Blog version of provoke_ZFS_corruption

Directory of tests starting with preliminary exploration.

started completed results ZFS ver OS kernel ver notes
2025-02-03 2025-02-04 corruption zfs-2.1.11-1+deb12u1 Debian 12 6.1.0-30-amd64 methodology exploration
2025-02-05 2025-02-05 corruption in 15 minutes zfs-2.1.11-1+deb12u1 Debian 12 6.1.0-30-amd64 methodology exploration
2025-02-07 2025-02-07 corruption in 10 hours zfs-2.3.99-170-FreeBSD_g34205715e 15.0-CURRENT FreeBSD main-n275087-cdacb12065e4 FreeBSD on Pi 4B
2025-02-11 2025-02-11 corruption in 2 hours zfs-2.1.11-1+deb12u1 Debian 12 6.1.0-30-amd64 repeat methodology exploration, test FreeBSD tweaks
2025-02-12 2025-02-12 corruption instantly [1] zfs-2.0.3-9~bpo10+1 Debian 10 5.10.0-0.deb10.24-amd64 repeat previous tests using new methodology
  • [1] Test ran for hours w/ wrong ownership and the stir process changed nothing.
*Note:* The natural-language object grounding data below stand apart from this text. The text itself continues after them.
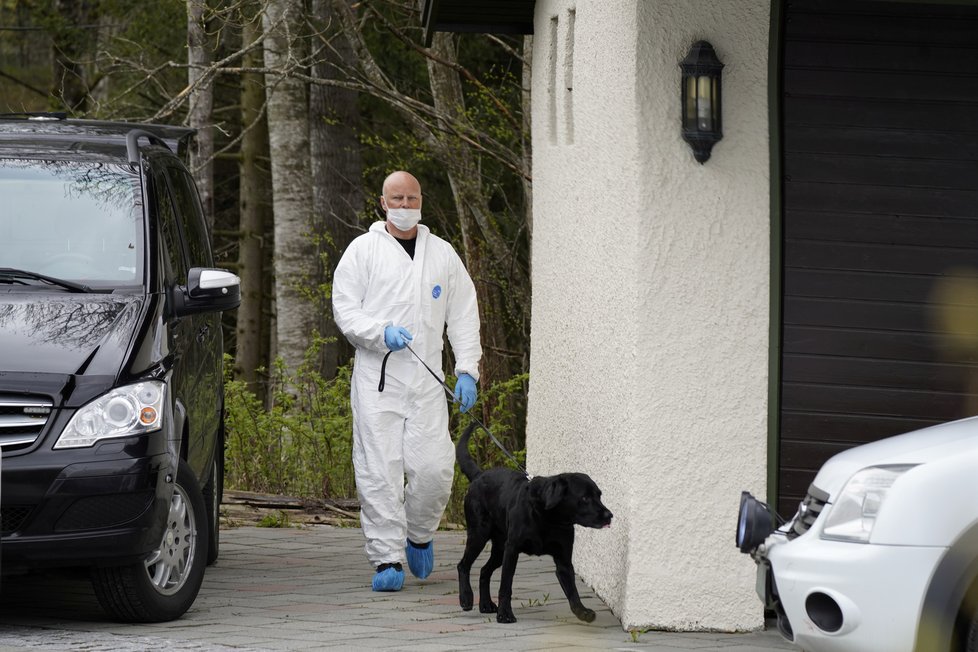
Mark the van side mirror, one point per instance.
(207, 290)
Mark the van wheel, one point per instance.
(164, 585)
(213, 493)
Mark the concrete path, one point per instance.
(309, 589)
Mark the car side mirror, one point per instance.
(207, 290)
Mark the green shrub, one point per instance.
(301, 444)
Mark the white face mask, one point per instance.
(404, 219)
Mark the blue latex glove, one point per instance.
(465, 392)
(396, 337)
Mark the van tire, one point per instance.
(213, 494)
(161, 590)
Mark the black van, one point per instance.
(111, 393)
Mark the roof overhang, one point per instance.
(478, 16)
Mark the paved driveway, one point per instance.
(308, 589)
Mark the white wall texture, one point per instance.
(651, 299)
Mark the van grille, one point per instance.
(12, 517)
(22, 419)
(808, 512)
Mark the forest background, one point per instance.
(302, 108)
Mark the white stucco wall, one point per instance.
(649, 356)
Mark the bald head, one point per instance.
(402, 186)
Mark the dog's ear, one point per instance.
(548, 491)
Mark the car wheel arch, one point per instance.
(951, 600)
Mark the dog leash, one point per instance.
(451, 395)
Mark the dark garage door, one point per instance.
(880, 146)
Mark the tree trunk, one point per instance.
(337, 169)
(201, 103)
(288, 129)
(69, 44)
(253, 207)
(465, 178)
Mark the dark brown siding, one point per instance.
(880, 226)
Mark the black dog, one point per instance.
(536, 517)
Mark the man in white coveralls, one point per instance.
(399, 286)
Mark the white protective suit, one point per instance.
(402, 432)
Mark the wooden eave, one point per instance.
(478, 16)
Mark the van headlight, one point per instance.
(854, 513)
(123, 412)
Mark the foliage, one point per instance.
(298, 446)
(301, 445)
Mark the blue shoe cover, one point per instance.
(389, 577)
(421, 558)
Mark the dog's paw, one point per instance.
(505, 617)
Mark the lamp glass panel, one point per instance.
(704, 104)
(689, 110)
(716, 103)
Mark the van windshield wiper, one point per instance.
(11, 275)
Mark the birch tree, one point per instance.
(337, 166)
(200, 78)
(288, 135)
(251, 326)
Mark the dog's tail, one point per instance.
(465, 461)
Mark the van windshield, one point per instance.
(72, 220)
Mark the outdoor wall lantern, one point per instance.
(701, 99)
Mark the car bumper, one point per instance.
(834, 596)
(102, 506)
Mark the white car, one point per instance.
(883, 552)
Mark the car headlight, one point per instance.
(853, 514)
(123, 412)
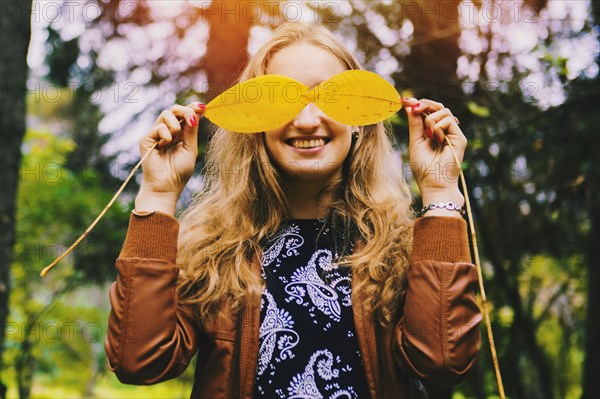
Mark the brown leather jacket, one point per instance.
(151, 337)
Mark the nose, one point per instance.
(309, 119)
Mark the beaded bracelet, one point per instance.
(451, 206)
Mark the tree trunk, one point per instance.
(15, 33)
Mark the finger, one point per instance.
(185, 113)
(164, 135)
(415, 123)
(190, 132)
(431, 119)
(447, 126)
(169, 119)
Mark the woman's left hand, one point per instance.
(431, 160)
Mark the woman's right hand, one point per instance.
(170, 165)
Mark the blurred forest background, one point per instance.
(83, 80)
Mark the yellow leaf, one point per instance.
(258, 104)
(358, 98)
(353, 97)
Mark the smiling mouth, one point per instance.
(307, 144)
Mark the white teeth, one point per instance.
(308, 143)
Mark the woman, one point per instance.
(298, 270)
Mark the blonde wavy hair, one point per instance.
(242, 204)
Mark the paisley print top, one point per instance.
(308, 345)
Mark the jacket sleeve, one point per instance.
(438, 339)
(150, 337)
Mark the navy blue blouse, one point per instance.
(308, 345)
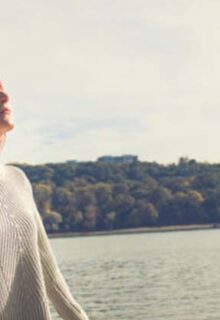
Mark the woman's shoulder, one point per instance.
(16, 172)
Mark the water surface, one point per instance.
(155, 276)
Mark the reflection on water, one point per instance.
(153, 276)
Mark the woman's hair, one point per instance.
(2, 142)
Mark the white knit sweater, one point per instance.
(29, 272)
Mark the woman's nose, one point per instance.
(3, 97)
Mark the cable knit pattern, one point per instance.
(29, 271)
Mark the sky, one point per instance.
(91, 78)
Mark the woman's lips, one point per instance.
(6, 111)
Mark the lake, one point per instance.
(155, 276)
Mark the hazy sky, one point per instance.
(110, 77)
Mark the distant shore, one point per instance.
(136, 230)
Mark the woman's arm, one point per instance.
(57, 289)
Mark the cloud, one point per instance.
(112, 77)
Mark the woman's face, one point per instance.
(6, 123)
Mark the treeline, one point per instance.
(85, 196)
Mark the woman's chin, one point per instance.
(6, 124)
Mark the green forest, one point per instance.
(95, 195)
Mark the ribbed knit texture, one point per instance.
(29, 271)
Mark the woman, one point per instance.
(29, 272)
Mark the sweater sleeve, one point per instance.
(56, 286)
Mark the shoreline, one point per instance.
(191, 227)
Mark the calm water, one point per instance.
(153, 276)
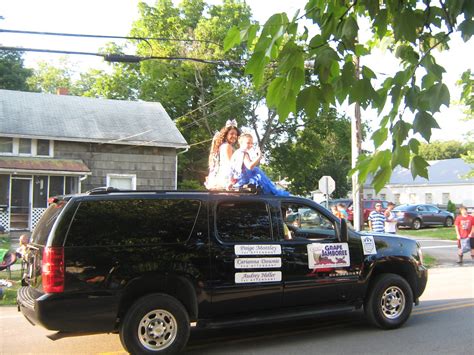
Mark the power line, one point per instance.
(128, 58)
(61, 34)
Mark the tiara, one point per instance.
(231, 123)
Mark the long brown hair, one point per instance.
(217, 142)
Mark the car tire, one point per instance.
(155, 324)
(389, 302)
(448, 222)
(416, 224)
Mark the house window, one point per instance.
(24, 146)
(445, 198)
(4, 192)
(428, 198)
(6, 145)
(122, 181)
(72, 185)
(42, 147)
(56, 185)
(396, 198)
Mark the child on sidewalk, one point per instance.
(246, 171)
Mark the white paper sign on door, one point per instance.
(331, 255)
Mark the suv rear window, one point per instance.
(46, 222)
(132, 222)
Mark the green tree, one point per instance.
(47, 78)
(439, 150)
(411, 31)
(13, 74)
(321, 146)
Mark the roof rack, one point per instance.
(246, 189)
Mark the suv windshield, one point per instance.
(46, 222)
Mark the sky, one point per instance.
(115, 17)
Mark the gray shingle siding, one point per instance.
(147, 163)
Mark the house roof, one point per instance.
(448, 171)
(43, 165)
(75, 118)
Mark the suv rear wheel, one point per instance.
(389, 302)
(155, 324)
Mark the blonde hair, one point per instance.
(245, 135)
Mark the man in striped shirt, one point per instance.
(377, 219)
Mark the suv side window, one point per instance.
(137, 221)
(301, 221)
(243, 221)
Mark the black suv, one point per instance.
(152, 264)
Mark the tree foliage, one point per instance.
(412, 29)
(320, 146)
(48, 78)
(199, 97)
(467, 98)
(13, 74)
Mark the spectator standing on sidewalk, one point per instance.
(377, 219)
(465, 233)
(390, 219)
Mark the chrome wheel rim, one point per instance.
(393, 302)
(157, 330)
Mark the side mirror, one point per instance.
(341, 231)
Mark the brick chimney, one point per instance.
(62, 91)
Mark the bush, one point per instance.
(190, 185)
(451, 207)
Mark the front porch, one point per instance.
(27, 183)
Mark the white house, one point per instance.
(447, 181)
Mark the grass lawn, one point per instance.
(434, 232)
(9, 293)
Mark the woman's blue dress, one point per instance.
(255, 176)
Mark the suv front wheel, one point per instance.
(155, 324)
(389, 302)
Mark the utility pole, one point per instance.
(356, 142)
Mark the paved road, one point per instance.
(446, 307)
(444, 251)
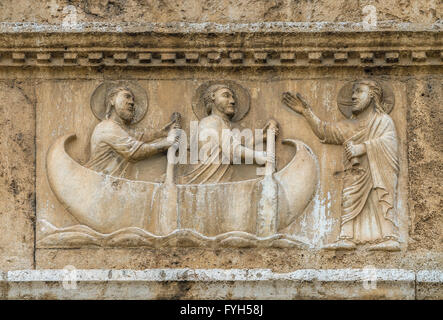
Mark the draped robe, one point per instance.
(219, 152)
(368, 196)
(112, 148)
(212, 168)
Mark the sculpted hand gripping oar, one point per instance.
(268, 202)
(168, 219)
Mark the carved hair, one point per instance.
(207, 96)
(110, 98)
(376, 92)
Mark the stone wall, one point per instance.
(54, 56)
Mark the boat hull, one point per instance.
(108, 204)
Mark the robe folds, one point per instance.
(212, 166)
(369, 189)
(112, 148)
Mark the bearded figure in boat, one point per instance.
(203, 207)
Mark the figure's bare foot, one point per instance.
(388, 245)
(342, 244)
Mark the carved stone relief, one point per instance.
(213, 197)
(371, 162)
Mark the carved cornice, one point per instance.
(213, 45)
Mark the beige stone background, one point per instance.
(63, 107)
(220, 11)
(24, 93)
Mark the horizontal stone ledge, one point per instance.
(211, 27)
(215, 275)
(220, 284)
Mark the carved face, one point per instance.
(224, 101)
(361, 98)
(124, 105)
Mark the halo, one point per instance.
(344, 98)
(98, 106)
(241, 95)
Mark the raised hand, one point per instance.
(354, 150)
(273, 125)
(297, 103)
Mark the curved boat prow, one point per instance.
(102, 202)
(107, 204)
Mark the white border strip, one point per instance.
(215, 275)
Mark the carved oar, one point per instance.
(168, 214)
(268, 202)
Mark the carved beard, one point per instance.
(357, 108)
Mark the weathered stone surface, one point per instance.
(211, 284)
(57, 59)
(55, 11)
(429, 285)
(17, 174)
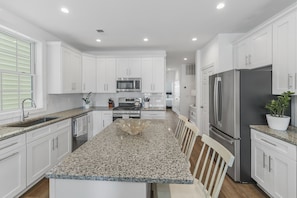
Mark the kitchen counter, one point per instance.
(8, 132)
(113, 155)
(289, 136)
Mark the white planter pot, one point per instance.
(278, 123)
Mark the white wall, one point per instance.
(52, 103)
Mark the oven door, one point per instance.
(233, 145)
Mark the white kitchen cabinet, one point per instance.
(273, 165)
(12, 166)
(64, 69)
(255, 51)
(153, 114)
(153, 75)
(46, 146)
(101, 119)
(128, 67)
(284, 70)
(106, 75)
(89, 74)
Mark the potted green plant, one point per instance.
(277, 119)
(87, 100)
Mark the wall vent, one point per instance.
(190, 69)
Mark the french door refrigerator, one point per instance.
(237, 100)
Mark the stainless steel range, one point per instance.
(128, 108)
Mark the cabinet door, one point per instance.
(147, 72)
(62, 144)
(158, 76)
(242, 54)
(39, 158)
(284, 54)
(283, 171)
(13, 172)
(106, 118)
(89, 75)
(97, 122)
(261, 48)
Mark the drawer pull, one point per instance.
(268, 142)
(8, 156)
(8, 146)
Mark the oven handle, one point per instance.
(216, 133)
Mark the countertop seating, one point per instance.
(179, 128)
(210, 173)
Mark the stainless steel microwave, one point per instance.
(129, 85)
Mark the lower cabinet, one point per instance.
(51, 146)
(273, 165)
(12, 166)
(101, 119)
(153, 114)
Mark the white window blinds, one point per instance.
(16, 72)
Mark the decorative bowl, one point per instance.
(133, 126)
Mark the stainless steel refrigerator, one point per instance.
(237, 100)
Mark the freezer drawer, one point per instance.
(233, 145)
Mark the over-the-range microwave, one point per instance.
(128, 84)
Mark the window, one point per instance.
(16, 72)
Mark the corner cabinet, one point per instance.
(284, 70)
(128, 67)
(64, 69)
(255, 51)
(153, 75)
(106, 75)
(89, 75)
(273, 165)
(12, 166)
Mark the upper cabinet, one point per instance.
(219, 53)
(128, 67)
(106, 75)
(64, 69)
(153, 75)
(254, 51)
(284, 68)
(89, 74)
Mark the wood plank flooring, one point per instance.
(230, 189)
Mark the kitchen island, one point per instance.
(115, 164)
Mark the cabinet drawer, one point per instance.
(38, 133)
(275, 144)
(12, 143)
(60, 125)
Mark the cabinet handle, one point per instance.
(53, 144)
(8, 146)
(264, 156)
(269, 167)
(268, 142)
(290, 81)
(8, 156)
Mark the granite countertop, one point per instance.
(8, 132)
(153, 156)
(290, 135)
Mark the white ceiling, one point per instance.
(169, 24)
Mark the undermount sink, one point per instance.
(32, 122)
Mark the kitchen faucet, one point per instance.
(23, 111)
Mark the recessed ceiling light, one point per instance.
(64, 10)
(220, 5)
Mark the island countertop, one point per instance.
(153, 156)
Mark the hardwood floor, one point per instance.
(229, 189)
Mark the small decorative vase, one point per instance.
(87, 106)
(278, 123)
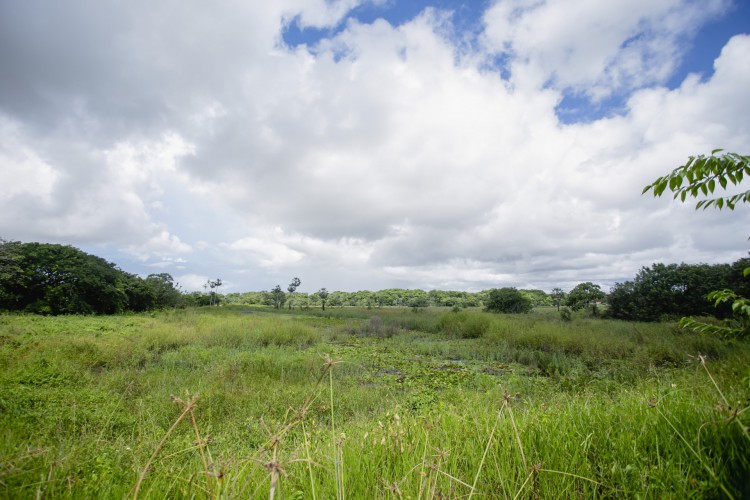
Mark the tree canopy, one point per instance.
(508, 300)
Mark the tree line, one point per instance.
(54, 279)
(58, 279)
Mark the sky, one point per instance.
(371, 144)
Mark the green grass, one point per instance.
(360, 403)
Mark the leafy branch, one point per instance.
(703, 175)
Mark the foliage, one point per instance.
(323, 296)
(702, 174)
(277, 297)
(584, 295)
(538, 298)
(565, 314)
(164, 290)
(293, 288)
(699, 177)
(525, 411)
(56, 279)
(558, 297)
(508, 300)
(672, 291)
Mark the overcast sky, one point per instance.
(369, 144)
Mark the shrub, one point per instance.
(508, 300)
(464, 325)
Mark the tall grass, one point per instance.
(467, 404)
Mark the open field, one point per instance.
(357, 403)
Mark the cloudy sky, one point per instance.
(368, 144)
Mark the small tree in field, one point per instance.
(584, 295)
(277, 297)
(507, 300)
(323, 295)
(698, 179)
(292, 288)
(558, 297)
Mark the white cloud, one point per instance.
(594, 47)
(383, 155)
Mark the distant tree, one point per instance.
(558, 297)
(507, 300)
(323, 296)
(698, 178)
(277, 297)
(164, 289)
(213, 285)
(57, 279)
(537, 297)
(584, 295)
(292, 288)
(418, 304)
(675, 290)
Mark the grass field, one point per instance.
(357, 403)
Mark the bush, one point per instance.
(464, 325)
(508, 300)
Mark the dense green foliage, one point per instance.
(672, 291)
(429, 405)
(55, 279)
(508, 300)
(585, 295)
(698, 178)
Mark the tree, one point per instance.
(277, 297)
(323, 296)
(558, 297)
(213, 299)
(674, 290)
(507, 300)
(583, 295)
(292, 288)
(58, 279)
(697, 179)
(162, 286)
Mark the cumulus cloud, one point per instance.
(381, 155)
(594, 47)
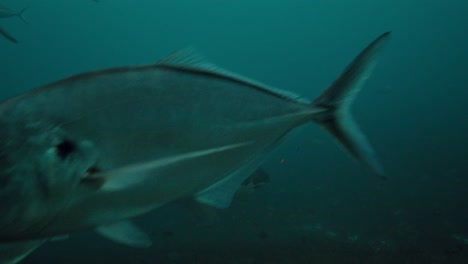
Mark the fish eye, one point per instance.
(65, 148)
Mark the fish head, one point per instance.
(41, 167)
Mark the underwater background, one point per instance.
(318, 205)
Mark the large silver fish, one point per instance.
(98, 148)
(6, 12)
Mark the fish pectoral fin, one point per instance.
(125, 233)
(134, 175)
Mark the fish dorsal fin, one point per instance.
(125, 233)
(189, 59)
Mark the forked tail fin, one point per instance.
(336, 101)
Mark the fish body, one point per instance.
(98, 148)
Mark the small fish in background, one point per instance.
(6, 12)
(7, 35)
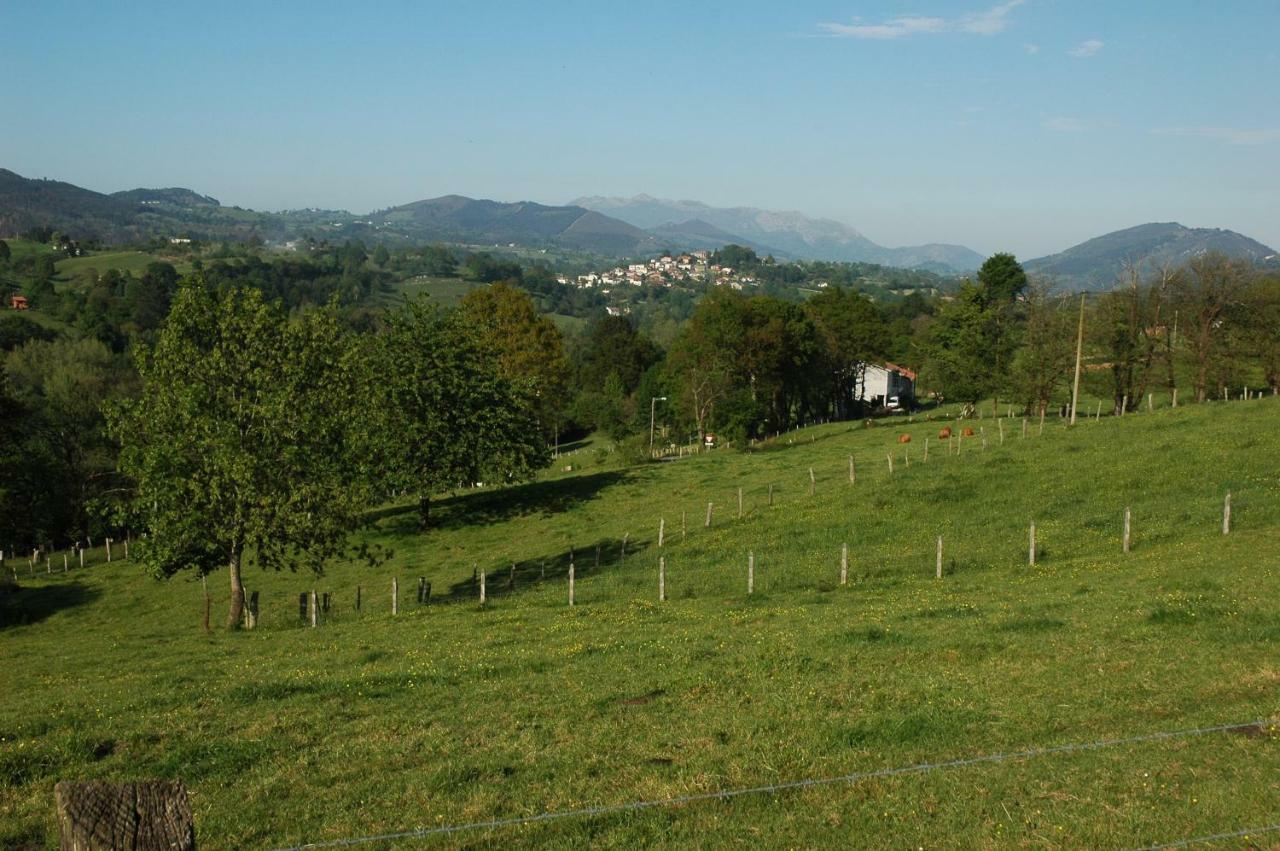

When file ownership was fixed, corruption was nearly instant.

2025-02-04 process improvements

These have worked, producing corruption in less than a day. This should shorten testing time and also proves that the H/W in use will produce corruption using current Debian kernel and ZFS. More details In addition, the scripts have been tweaked to work on FreeBSD (with bash) and corruption was produced on a FreeBSD host.

2025-02-11 Test instructions

Configure a host and two pools send and recv. Review the scripts that will be used as my user name hbarta has been hard coded in too many places. (PRs to corract that gratefully accepted.)

  1. Run the populate_pool.sh script as root to populate the send pool. It does not terminate when there is sufficient data and will need to be killed when the send pool reaches about 50% capacity. The easiest way to kill it is to find the PID of the script and kill <PID> as root.
  2. Run syncoid as root manually once to mirror send to recv. Set permissions or ownership on the resulting files in send to allow user modification.
  3. Execute zfs allow as root to provide appropriate permissions so that syncoid can run as your user.
  4. Create a directory ~/logs where the scripts will write logs.
  5. Start the following three scripts. (I hard link them to the user ~/bin directory for convenience but it is left to the user to make them available in the PATH.)

  6. thrash_stir.sh - This script will modify random files in the pool continuously and also capture recursive snapshots.

  7. thrash_syncoid.sh - This script will invoke syncoid continuously.
  8. manage_snaps.sh - This script will manage snapshots every minute to limit retained snapshots to 100 for each dataset.

All three scripts will check for and exit when corruption is detected. In addition I add a cron job as root to zpool scrub both pools several times/day.

For details on the exact commands used to prepare the test, please see the methodology exploration.